On September 12, 2013, the Ontario Ministry of Consumer Services (MCS) announced that it is reviewing the Payday Loans Act, 2008 (the Act) to keep up with the "rapidly evolving payday loan industry". The review overlaps with a consultation period already underway in respect of proposed amendments to the General Regulations under the Act, which, if implemented, will extend the reach of the Act far beyond what its "Payday Loans" title suggests. While the MCS has not indicated whether the review will address the proposed amendments, there is speculation that issues with the amendments raised during the consultation period may inform the larger revision of the Act and related regulations.

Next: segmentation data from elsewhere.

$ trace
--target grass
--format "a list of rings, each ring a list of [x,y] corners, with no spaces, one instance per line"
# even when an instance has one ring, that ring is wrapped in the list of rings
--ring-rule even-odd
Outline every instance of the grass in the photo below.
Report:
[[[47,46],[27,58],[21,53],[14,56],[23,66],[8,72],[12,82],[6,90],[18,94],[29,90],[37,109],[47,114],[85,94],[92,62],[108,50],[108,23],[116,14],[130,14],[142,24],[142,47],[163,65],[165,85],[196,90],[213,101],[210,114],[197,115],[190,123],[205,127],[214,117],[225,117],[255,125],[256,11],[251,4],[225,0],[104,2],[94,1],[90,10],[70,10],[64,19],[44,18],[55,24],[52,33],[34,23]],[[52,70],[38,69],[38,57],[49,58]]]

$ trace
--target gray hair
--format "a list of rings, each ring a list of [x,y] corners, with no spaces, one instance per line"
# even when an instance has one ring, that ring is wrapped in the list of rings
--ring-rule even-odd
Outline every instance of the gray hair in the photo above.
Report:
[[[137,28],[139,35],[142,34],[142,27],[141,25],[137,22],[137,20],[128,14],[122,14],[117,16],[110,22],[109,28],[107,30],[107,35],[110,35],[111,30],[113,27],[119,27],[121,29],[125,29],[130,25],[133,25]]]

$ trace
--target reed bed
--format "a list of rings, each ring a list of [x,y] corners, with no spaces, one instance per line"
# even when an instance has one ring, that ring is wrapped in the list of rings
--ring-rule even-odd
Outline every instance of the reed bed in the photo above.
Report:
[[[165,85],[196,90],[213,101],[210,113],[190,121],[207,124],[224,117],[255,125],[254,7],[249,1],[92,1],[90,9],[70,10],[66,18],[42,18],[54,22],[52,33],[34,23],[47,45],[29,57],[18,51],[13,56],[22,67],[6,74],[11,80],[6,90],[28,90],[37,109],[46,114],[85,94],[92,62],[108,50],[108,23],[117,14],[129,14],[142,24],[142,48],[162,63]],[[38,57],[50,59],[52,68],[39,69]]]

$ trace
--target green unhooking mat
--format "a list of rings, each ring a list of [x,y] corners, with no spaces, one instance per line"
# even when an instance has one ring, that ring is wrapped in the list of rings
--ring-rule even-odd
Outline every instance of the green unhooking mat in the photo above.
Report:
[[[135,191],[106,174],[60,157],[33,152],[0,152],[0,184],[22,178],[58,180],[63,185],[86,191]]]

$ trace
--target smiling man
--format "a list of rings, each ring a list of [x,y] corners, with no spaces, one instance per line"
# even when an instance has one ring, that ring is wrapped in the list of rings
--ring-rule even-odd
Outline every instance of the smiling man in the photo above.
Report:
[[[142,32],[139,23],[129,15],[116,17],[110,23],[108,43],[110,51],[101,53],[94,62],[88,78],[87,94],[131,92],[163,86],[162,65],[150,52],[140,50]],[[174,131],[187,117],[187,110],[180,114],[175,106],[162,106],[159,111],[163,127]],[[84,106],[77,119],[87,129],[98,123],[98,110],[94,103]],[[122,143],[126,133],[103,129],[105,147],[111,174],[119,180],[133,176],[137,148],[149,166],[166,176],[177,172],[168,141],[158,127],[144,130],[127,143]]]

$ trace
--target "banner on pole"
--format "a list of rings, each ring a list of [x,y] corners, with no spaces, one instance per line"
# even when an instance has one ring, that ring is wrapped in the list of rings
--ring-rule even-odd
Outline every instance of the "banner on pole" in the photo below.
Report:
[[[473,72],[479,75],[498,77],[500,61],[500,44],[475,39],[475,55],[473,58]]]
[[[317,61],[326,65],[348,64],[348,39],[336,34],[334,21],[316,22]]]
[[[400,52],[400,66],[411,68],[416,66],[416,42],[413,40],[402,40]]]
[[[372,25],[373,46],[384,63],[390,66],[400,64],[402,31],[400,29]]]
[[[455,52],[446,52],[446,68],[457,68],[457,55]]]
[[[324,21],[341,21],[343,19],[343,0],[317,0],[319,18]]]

The Act was originally passed by the Ontario government in 2008, purportedly to regulate short-term loans for small amounts of money. Subsection 2(1) of the Act states that the Act "applies in respect of all payday loans if the borrower, lender or loan broker is located in Ontario when the loan is made or to be made". "Payday loans" is defined broadly under the Act as "an advancement of money in exchange for a post-dated cheque, a pre-authorized debit or a future payment of a similar nature but not for any guarantee, suretyship, overdraft protection or security on property and not through a margin loan, pawnbroking, a line of credit or a credit card". Those who offer payday loans are required to be licensed and provide specified disclosure to borrowers, are subject to restrictions on default charges and are prohibited from offering rollover loans, among other things.
Subsection 2(2) of the Act provides that the Act also applies "... to those loans, other than payday loans, that are prescribed and in that case the references to payday loans in this Act shall be read as references to those other loans". The Proposed Regulatory Amendments to the General Regulation (O. Reg. 98/09) of the Payday Loans Act, 2008 (the Amendments) prescribe "other loans" to which the Act will apply. Specifically:
"1.1(1) A loan described in subsection (2) is prescribed for the purposes of subsection 2(2) of the Act.
(2) Subsection (1) applies to a loan under which a lender extends credit to a borrower so that the borrower may make one or more draws for up to an aggregate amount of principal and to which one of the following criteria applies but does not apply to a loan that is secured against real property:
1. The aggregate amount is $5,000 or less.
2. The borrower is not entitled to make a draw without first obtaining authorization, approval or permission of any kind from the lender or any other person, whether or not there is a charge for obtaining the authorization, approval or permission.
3. The borrower is required to make repayments of the principal amount of the loan or payments of any other amounts under the loan on a schedule that corresponds to the days on which the borrower is regularly due to receive income.
4. The amount that the borrower is required to pay in any 30-day period under the loan, except for the last such period, includes one or more repayments totalling at least ten per cent of the principal amount of the loan."
The Amendments may come into force as early as October 31, 2013. If they come into force as currently drafted, they will bring a wide variety of lenders within the scope of the Act. For example, those offering financing for consumer goods, micro loans to not-for-profits and credit unions offering personal loans may find themselves subject to extensive regulation.
In response to the concerns raised by this proposed expansion of the Act, the MCS has taken the position that the broad sweep of the Amendments is intentional. In order to temper the Amendments, the MCS is choosing to exempt a list of specified industries and specific types of loans. Therefore, the purpose of the consultation period is to gather information about what exemptions should be allowed. Given the breadth of the Amendments, there is concern whether a list of exemptions can be sufficiently comprehensive.
Whether or not the review of the statute will be shaped by comments made during the consultation period for the Amendments remains to be seen. The consultation period for the Amendments ends September 30, 2013. Interested entities are encouraged to make their submissions to the MCS before such date.